Kirchen lehnen nationalistische Bestrebungen ab
Für "Integration mit menschlichem Gesicht" wollen sich die Evangelische und die Katholische Kirche einsetzen. In einer in Wetzlar unterzeichneten Stellungnahme distanzieren sich die beiden Kirchen gegen Bestrebungen der Grauen Wölfe. Die Stellungnahme lesen Sie hier.
Stellungnahme
Wir, die Evangelische und Katholische Kirche in der Region, sind seit vielen Jahren verlässliche Partner der Integration im Lahn-Dill-Kreis. Es gehört zum Selbstverständnis von Kirche und ihrer Einrichtungen, das Miteinander einheimischer und zugewanderter Bürgerinnen und Bürger zu fördern und zu stärken. Das kontinuierliche Gespräch mit Migrantenvereinen und Netzwerkarbeit bei den Integrationsbemühungen ist uns ein Herzensanliegen.
Dabei gilt es Widerstände zu überwinden, die zum Teil in Vorurteilen und Ängsten der einheimischen Bevölkerung begründet sind, zu einem weiteren Teil in Vorurteilen und Ängsten der zugewanderten Bevölkerung. Hier gilt es Vertrauen aufzubauen, persönliche Kontakte zu knüpfen und Schritt für Schritt gemeinsam Wege zu gehen. Diese Kontakte ermöglichen es, sachliche und fachliche Probleme der Integration anzugehen und aus unterschiedlichen Blickwinkeln miteinander zu beleuchten.

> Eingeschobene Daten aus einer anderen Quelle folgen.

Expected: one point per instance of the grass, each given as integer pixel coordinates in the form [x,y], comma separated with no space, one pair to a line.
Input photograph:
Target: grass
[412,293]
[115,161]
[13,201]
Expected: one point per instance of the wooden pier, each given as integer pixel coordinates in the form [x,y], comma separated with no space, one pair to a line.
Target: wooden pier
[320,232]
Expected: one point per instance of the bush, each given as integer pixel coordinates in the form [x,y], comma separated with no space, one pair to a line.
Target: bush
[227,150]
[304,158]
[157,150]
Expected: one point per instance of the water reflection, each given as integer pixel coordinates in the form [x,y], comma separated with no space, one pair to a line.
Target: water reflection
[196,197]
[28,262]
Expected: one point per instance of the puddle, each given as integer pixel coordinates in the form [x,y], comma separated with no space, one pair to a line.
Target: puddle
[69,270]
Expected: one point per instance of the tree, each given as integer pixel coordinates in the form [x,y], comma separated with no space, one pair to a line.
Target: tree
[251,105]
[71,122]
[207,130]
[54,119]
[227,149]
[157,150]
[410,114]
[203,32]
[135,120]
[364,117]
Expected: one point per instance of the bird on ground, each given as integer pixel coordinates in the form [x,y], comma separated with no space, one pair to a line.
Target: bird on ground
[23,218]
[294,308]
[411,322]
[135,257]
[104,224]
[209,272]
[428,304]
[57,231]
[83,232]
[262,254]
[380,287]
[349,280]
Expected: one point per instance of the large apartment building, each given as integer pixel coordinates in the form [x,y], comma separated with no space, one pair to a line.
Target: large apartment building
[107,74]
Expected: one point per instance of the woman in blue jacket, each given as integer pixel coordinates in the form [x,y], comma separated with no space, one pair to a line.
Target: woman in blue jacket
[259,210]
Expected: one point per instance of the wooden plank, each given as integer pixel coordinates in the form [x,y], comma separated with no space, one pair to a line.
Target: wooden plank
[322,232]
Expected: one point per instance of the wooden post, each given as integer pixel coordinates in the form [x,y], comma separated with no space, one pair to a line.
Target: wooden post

Widerstände gegen die Integrationsarbeit kommen vor allem von nationalistischen Kräften, die mit ideologischen Vorgaben eine Integration verhindern wollen. Hierzu zählen neben nationalistischen Kräften aus unserem Land auch die nationalistischen Bestrebungen der Grauen Wölfe mit ihren Dachorganisationen. Diese Ideologien lehnen wir ab, da sie auf Vorherrschaft, Gewalt und Intoleranz gründen. Zeichen wie ‚Hakenkreuz’ oder der ‚Wolfsgruß’ sind mitnichten Zeichen kultureller Identität, sondern stehen vorrangig für politische Ziele.
Wir fordern verantwortliche Politiker und Migrantenvertreter auf, sich deutlich zu distanzieren. Sonst nehmen die gemeinsamen Wege der Integration Schaden. Es geht darum, eine Integration mit menschlichem Gesicht voranzubringen, in der Werte wie Demokratie und Toleranz, Kritik und Lernen, Vertrauen und Akzeptanz handlungsleitend sind.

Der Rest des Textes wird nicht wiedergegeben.